The National Archives and Records Administration (NARA) intends to release hundreds of emails referencing Hunter Biden and his foreign business deals unless stopped by the White House.
NARA executive Susan Donius sent a letter to the White House late last month warning that the records agency is preparing to release emails in response to an open records request unless the White House intervenes. The emails are from 2014 when President Joe Biden served as vice president to former President Barack Obama.
Both men’s respective legal teams have been notified and given 60 days to assert privilege over any of the information slated to be released in accordance with the Presidential Records Act, according to Insider, which first reported the existence of the NARA letter.
The letter references a slate of Freedom of Information Act (FOIA) requests. One of those requests focused on records related to the president’s son Hunter and brother James and their foreign business dealings. NARA is preparing to release 185 emails in whole and 75 others with redactions in response to the request.
“The Biden Vice Presidential records to be opened are email messages from May 2014 to December 2014 that include the company name ‘Burisma,’” a summary of the FOIA request says.
“Several of the email messages are press inquiries regarding the announcement of Hunter Biden joining the board of directors of Ukrainian energy company Burisma Holdings Limited in May 2014 and the Office of Vice President’s responses to those inquiries. There are also email messages containing news articles compiled by White House staff which include articles referencing Hunter Biden and his role with Burisma,” it continued.
Hunter Biden joined the board of Burisma in 2014 despite lacking any experience in the energy sector. He made as much as $83,333 a month for the role. His role at the company set off speculation that Burisma brought on the Biden scion to gain influence with the Obama administration. At the time, then-Vice President Biden was heading the Obama administration’s Ukraine policy.
Hunter Biden said in a 2019 interview that being a member of the Biden family has likely allowed him to take advantage of many opportunities he would not have had otherwise. He later claimed in his 2021 memoir “Beautiful Things” that he did nothing wrong in taking the job with Burisma, but the trouble it has caused for his family, especially his father, was not worth the pay.
“Did I make a mistake by taking a seat on the board of a Ukrainian gas company? No. Did I display a lack of judgment? No. Would I do it again? No. I did nothing unethical,” he wrote.
President Biden has repeatedly claimed that he never spoke with his son about Hunter’s foreign business dealings. That claim was seemingly contradicted in June by the release of a 2018 voicemail found on Hunter’s abandoned laptop.
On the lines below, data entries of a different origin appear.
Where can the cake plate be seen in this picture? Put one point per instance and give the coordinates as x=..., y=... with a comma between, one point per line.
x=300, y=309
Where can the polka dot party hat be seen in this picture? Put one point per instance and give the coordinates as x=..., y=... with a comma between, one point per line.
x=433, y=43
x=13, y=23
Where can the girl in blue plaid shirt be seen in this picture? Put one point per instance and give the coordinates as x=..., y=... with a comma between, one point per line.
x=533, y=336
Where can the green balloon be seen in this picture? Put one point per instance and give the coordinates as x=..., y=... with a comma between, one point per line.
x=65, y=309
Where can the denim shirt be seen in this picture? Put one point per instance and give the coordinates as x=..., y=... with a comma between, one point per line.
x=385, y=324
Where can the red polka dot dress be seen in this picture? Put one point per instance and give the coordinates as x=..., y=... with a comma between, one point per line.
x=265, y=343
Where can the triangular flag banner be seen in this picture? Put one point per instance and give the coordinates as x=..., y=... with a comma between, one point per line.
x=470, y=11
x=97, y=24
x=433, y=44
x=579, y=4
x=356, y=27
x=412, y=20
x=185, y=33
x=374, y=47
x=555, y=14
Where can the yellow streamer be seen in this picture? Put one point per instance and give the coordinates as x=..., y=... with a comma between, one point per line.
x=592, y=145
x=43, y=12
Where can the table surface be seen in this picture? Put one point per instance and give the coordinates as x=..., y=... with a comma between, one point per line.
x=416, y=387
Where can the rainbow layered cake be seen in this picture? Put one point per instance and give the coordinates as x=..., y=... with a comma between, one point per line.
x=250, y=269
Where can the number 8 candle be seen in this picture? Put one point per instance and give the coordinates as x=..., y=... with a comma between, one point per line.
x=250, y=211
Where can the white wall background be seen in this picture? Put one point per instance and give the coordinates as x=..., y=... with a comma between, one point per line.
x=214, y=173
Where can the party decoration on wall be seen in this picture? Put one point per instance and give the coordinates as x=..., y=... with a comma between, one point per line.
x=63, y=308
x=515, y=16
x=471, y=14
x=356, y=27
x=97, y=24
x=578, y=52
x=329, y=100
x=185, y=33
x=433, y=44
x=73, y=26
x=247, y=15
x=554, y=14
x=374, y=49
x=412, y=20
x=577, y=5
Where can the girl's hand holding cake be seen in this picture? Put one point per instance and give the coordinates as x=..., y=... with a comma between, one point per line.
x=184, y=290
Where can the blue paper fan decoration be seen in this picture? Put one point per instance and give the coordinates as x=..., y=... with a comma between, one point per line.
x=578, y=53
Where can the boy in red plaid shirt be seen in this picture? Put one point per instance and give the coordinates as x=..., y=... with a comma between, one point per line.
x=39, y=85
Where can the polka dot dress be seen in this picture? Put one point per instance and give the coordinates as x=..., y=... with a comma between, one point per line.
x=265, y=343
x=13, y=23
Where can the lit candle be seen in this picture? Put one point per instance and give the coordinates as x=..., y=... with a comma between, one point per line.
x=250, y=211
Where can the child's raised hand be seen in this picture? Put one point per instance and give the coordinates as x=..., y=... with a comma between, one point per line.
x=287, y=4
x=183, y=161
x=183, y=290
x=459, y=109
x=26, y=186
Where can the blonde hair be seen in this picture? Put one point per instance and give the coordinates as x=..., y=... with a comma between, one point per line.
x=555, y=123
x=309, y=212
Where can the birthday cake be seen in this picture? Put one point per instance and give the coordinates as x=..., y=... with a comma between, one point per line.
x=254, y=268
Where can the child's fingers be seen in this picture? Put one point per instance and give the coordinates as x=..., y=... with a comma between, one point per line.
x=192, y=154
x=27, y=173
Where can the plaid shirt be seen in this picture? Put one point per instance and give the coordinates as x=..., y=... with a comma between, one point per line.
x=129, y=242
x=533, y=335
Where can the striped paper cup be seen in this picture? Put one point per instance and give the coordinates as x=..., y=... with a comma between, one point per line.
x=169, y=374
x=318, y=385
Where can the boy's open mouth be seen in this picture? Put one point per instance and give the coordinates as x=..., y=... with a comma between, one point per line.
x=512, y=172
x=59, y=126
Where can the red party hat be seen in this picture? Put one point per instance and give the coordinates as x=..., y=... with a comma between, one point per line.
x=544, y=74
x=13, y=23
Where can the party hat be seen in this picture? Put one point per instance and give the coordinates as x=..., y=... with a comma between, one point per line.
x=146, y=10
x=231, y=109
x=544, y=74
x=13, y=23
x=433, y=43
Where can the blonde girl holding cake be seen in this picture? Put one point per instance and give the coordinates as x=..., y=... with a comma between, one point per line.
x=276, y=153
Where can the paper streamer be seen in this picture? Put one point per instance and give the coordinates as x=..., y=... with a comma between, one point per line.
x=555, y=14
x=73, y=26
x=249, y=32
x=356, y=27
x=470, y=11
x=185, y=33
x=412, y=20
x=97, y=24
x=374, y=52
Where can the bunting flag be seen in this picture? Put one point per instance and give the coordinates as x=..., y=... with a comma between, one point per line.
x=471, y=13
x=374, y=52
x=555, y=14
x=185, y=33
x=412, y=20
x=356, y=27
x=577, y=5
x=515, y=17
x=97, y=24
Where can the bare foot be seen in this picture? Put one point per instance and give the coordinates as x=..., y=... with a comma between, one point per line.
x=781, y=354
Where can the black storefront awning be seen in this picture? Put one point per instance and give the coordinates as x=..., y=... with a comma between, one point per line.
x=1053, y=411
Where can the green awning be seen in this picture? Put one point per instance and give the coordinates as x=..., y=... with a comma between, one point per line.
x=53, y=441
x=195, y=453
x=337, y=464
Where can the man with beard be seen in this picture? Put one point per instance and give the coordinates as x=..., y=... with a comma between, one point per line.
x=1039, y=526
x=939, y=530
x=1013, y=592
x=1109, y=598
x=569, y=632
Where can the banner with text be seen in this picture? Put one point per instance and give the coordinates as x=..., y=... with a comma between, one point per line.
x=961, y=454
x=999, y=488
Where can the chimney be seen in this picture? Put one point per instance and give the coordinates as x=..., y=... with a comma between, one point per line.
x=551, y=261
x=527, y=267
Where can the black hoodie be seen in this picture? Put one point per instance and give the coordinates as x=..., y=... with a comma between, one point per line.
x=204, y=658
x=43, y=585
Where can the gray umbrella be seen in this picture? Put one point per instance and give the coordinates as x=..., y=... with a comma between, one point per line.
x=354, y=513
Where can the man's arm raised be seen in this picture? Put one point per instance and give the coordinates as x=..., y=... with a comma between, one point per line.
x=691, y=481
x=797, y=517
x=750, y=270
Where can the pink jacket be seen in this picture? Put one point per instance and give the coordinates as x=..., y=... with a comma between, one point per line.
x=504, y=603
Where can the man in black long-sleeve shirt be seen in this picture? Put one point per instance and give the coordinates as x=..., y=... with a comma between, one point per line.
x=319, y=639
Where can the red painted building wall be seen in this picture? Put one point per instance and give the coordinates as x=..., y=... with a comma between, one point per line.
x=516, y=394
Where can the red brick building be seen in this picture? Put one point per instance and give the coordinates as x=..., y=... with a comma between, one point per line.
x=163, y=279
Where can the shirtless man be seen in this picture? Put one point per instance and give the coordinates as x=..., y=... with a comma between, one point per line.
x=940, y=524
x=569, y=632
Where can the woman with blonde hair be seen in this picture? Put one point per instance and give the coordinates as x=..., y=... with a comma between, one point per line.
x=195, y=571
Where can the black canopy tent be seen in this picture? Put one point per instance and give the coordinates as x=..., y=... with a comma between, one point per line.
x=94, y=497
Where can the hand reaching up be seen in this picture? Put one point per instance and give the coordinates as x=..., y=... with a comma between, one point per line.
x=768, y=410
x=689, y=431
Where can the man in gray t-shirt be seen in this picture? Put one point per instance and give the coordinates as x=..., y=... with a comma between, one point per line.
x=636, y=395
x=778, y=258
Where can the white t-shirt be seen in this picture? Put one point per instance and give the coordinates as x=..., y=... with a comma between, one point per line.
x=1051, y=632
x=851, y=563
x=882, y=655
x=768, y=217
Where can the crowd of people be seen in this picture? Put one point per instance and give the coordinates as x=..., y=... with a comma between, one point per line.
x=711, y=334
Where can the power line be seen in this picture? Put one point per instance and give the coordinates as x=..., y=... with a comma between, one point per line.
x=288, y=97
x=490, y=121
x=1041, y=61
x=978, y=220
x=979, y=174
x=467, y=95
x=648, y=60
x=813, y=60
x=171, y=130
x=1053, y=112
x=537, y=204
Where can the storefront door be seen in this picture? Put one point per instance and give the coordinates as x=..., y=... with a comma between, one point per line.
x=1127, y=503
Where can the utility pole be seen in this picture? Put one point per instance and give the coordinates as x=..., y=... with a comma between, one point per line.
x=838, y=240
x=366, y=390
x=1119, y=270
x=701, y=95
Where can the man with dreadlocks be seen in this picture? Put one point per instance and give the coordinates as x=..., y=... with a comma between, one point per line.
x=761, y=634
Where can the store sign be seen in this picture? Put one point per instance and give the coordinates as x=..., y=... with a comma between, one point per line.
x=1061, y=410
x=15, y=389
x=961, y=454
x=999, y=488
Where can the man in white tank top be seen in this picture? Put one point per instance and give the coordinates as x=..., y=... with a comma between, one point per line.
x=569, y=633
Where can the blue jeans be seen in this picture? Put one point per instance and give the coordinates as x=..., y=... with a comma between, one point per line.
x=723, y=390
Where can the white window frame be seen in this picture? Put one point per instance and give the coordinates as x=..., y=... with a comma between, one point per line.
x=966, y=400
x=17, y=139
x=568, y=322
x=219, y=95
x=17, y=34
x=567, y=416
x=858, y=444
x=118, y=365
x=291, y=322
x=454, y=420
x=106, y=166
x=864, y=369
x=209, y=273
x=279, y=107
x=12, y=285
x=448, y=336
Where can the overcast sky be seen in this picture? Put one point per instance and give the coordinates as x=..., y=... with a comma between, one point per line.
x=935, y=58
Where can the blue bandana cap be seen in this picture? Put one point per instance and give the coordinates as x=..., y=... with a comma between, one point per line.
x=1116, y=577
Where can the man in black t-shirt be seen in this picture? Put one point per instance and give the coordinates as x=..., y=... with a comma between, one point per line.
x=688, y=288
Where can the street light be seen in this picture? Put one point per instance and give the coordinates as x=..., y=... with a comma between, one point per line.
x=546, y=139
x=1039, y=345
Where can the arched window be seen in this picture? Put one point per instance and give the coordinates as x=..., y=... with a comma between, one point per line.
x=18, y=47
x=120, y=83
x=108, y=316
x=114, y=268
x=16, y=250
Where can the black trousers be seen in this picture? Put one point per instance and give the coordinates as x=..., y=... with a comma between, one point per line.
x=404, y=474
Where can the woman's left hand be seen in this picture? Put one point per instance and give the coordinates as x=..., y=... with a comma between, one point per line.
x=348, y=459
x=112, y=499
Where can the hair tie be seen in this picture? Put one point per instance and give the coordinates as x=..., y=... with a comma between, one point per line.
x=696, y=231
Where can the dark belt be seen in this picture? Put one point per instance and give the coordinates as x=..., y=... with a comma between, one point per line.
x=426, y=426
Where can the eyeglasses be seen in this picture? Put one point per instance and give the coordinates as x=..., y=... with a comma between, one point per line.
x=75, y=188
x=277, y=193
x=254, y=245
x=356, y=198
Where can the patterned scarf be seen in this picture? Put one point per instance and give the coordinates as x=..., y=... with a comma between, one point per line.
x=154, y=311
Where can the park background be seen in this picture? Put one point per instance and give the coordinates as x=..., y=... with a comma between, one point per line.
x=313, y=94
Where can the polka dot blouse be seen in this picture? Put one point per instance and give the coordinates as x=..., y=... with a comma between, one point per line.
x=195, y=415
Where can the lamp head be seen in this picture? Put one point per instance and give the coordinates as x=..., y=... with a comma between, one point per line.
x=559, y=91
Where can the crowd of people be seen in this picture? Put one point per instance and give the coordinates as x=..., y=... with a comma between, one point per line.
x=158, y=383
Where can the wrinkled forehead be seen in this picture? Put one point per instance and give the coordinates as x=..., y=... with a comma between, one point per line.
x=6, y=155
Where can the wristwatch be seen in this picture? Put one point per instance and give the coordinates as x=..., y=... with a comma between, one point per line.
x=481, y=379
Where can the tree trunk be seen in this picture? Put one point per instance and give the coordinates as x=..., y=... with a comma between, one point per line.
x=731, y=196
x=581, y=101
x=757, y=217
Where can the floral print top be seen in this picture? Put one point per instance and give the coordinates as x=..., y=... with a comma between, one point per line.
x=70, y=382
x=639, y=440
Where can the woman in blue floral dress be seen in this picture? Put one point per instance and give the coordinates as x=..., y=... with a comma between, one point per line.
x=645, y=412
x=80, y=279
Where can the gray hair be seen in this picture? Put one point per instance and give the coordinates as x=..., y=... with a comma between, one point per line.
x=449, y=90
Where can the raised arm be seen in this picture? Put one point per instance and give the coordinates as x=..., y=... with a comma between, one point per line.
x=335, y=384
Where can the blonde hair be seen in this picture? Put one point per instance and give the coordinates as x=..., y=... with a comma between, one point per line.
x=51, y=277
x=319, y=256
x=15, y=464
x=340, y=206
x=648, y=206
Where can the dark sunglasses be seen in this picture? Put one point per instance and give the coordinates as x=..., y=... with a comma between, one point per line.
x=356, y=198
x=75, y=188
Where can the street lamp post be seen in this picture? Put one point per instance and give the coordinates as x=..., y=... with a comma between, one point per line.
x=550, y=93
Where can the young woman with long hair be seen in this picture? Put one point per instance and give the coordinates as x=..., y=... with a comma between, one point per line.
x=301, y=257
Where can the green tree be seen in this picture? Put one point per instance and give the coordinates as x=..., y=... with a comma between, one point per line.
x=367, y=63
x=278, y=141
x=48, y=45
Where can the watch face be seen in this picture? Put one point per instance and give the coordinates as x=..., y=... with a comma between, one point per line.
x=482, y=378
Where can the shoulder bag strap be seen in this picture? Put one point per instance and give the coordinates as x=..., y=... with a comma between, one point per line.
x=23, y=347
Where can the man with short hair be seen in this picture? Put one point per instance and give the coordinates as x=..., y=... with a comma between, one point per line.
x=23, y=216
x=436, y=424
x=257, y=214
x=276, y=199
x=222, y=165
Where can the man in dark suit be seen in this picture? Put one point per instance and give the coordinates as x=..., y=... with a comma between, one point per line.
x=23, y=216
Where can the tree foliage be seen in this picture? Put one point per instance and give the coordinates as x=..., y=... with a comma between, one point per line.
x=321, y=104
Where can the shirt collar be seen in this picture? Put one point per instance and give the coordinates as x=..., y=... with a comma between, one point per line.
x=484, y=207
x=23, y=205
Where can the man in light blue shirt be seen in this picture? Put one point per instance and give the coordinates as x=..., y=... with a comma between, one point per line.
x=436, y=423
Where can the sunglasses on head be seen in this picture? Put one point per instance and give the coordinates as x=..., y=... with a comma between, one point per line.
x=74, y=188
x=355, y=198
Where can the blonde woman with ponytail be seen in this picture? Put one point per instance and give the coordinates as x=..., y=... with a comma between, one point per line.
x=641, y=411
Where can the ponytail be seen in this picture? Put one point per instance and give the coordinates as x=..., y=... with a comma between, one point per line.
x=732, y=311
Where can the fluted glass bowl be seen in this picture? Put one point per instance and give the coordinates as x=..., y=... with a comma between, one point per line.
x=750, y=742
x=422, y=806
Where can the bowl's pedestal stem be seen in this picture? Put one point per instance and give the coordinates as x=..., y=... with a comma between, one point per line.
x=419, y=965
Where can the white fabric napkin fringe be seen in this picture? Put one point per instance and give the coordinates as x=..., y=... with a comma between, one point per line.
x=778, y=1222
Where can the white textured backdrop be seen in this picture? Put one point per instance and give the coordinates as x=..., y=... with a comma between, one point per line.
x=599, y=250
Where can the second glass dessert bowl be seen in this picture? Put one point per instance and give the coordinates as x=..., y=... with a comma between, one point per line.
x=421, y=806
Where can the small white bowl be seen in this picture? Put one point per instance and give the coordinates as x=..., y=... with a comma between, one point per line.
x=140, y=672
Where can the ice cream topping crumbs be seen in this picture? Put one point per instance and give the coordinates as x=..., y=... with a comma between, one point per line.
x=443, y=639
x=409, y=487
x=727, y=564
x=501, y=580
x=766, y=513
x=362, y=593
“Hey pal, it’s dad. It’s 8:15 on Wednesday night. If you get a chance just give me a call,” President Biden, then out of office, told Hunter in the recorded message. “Nothing urgent. I just wanted to talk to you. I thought the article released online, it’s going to be printed tomorrow in the Times, was good. I think you’re clear. And anyway if you get a chance give me a call, I love you.”
The voicemail references an article from The New York Times on dealings Hunter had with a Chinese businessman, Ye Jianming, the chairman of the Chinese energy giant CEFC.